Don McAllister

Personal information
- Full name: Donald McAllister
- Date of birth: 26 May 1953 (age 71)
- Place of birth: Radcliffe, Lancashire, England
- Position(s): Central defender

Senior career*
- Years: Team / Apps / (Gls)
- 1970–1975: Bolton Wanderers / 156 / (2)
- 1975–1981: Tottenham Hotspur / 172 / (9)
- 1977: → Washington Diplomats (loan) / 25 / (0)
- 1981–1983: Charlton Athletic / 55 / (6)
- 1984: Tampa Bay Rowdies / 1 / (0)
- 1984: Rochdale / 3 / (0)
- Total:  / 412 / (17)

Managerial career
- 1985–1986: Barnet

= Don McAllister =

English footballer (born 1953)

Donald McAllister (born 26 May 1953) is an English former professional footballer who played as a central defender for Bolton Wanderers, Tottenham Hotspur, Charlton Athletic, Tampa Bay Rowdies and Rochdale.

==Football career==
McAllister joined local club Bolton Wanderers as an apprentice in June 1970. He played on 156 occasions including one as substitute and scoring twice.

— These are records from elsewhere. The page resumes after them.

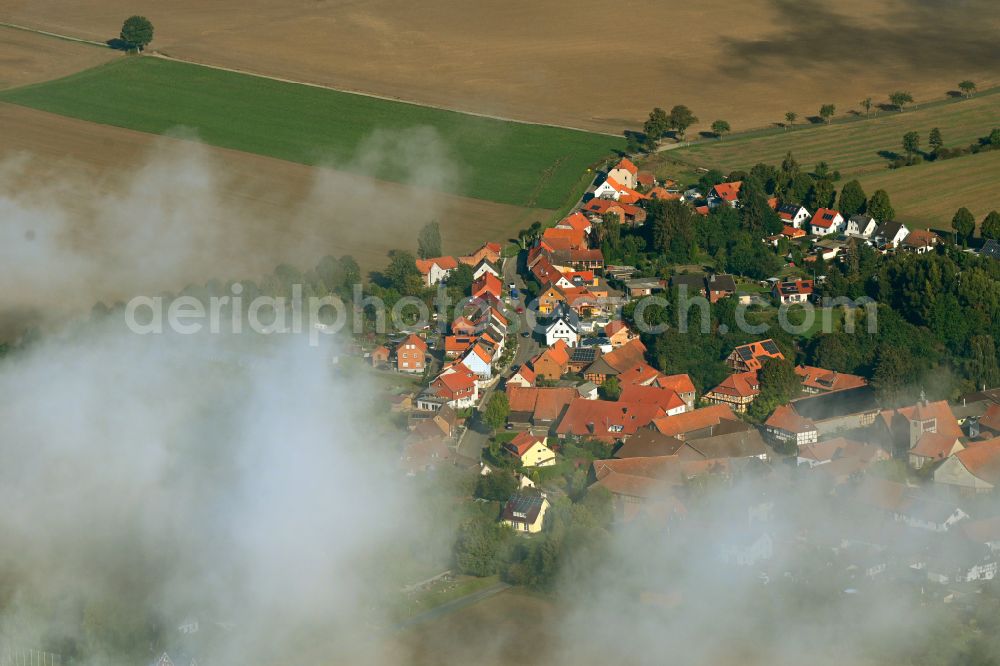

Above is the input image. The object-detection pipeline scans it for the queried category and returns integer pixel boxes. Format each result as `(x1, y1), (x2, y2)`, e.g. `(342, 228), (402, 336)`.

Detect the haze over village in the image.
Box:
(0, 0), (1000, 666)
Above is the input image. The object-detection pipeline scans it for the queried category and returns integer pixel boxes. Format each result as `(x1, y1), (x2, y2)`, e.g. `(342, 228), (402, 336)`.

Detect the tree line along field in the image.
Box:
(0, 0), (1000, 134)
(662, 89), (1000, 228)
(0, 57), (624, 209)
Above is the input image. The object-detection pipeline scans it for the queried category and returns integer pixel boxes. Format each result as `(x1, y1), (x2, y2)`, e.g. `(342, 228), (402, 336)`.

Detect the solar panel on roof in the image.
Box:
(510, 495), (542, 518)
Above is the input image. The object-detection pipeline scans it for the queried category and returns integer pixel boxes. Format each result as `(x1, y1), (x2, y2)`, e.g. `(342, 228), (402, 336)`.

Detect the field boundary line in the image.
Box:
(0, 21), (621, 138)
(0, 21), (111, 50)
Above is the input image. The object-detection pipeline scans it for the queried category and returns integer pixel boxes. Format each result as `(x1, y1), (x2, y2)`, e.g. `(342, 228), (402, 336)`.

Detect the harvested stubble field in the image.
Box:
(0, 0), (1000, 133)
(0, 57), (624, 209)
(660, 89), (1000, 228)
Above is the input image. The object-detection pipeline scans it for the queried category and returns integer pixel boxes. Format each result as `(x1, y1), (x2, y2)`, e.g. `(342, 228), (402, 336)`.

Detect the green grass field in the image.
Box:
(0, 57), (624, 209)
(654, 90), (1000, 228)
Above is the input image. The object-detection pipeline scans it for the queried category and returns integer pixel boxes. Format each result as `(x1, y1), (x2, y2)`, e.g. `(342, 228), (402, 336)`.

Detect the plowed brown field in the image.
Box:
(0, 0), (1000, 133)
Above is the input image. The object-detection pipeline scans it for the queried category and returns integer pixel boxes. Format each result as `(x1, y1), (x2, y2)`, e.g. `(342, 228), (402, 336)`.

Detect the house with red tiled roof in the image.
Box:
(780, 225), (806, 240)
(705, 371), (760, 413)
(556, 211), (593, 234)
(705, 180), (743, 208)
(809, 208), (846, 236)
(583, 338), (647, 385)
(934, 437), (1000, 494)
(873, 400), (964, 456)
(506, 384), (577, 426)
(444, 335), (478, 358)
(552, 248), (604, 271)
(646, 186), (684, 201)
(909, 432), (965, 469)
(899, 229), (941, 254)
(507, 363), (535, 388)
(531, 256), (562, 287)
(461, 342), (493, 382)
(655, 374), (697, 409)
(771, 279), (813, 305)
(540, 227), (587, 251)
(618, 363), (661, 388)
(399, 435), (455, 476)
(594, 176), (646, 204)
(396, 335), (427, 373)
(537, 284), (566, 314)
(371, 345), (390, 367)
(795, 365), (868, 393)
(458, 242), (503, 267)
(797, 437), (890, 476)
(608, 157), (639, 190)
(472, 273), (503, 301)
(430, 372), (479, 409)
(653, 405), (742, 440)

He signed for Tottenham Hotspur in February 1975 in a £80,000 transfer deal where he went on to make 209 appearances including five as sub and scoring ten goals in all competitions.

During his career at the club he was a member of the 1977 relegation side and the 1978 team that won promotion and played a part in the FA Cup winning squad of 1980–81.

In the summer of 1977, he went on loan to the Washington Diplomats of the North American Soccer League.

McAllister joined Charlton Athletic in August 1981, where he featured in 55 matches and netted six goals.

In 1984, he played one game for the Tampa Bay Rowdies. He finished his career at Rochdale after a further three appearances.

==After football==
McAllister emigrated to Sydney, Australia, where he worked as a finance manager for many years. He is now retired and relocated to Queensland in late 2015.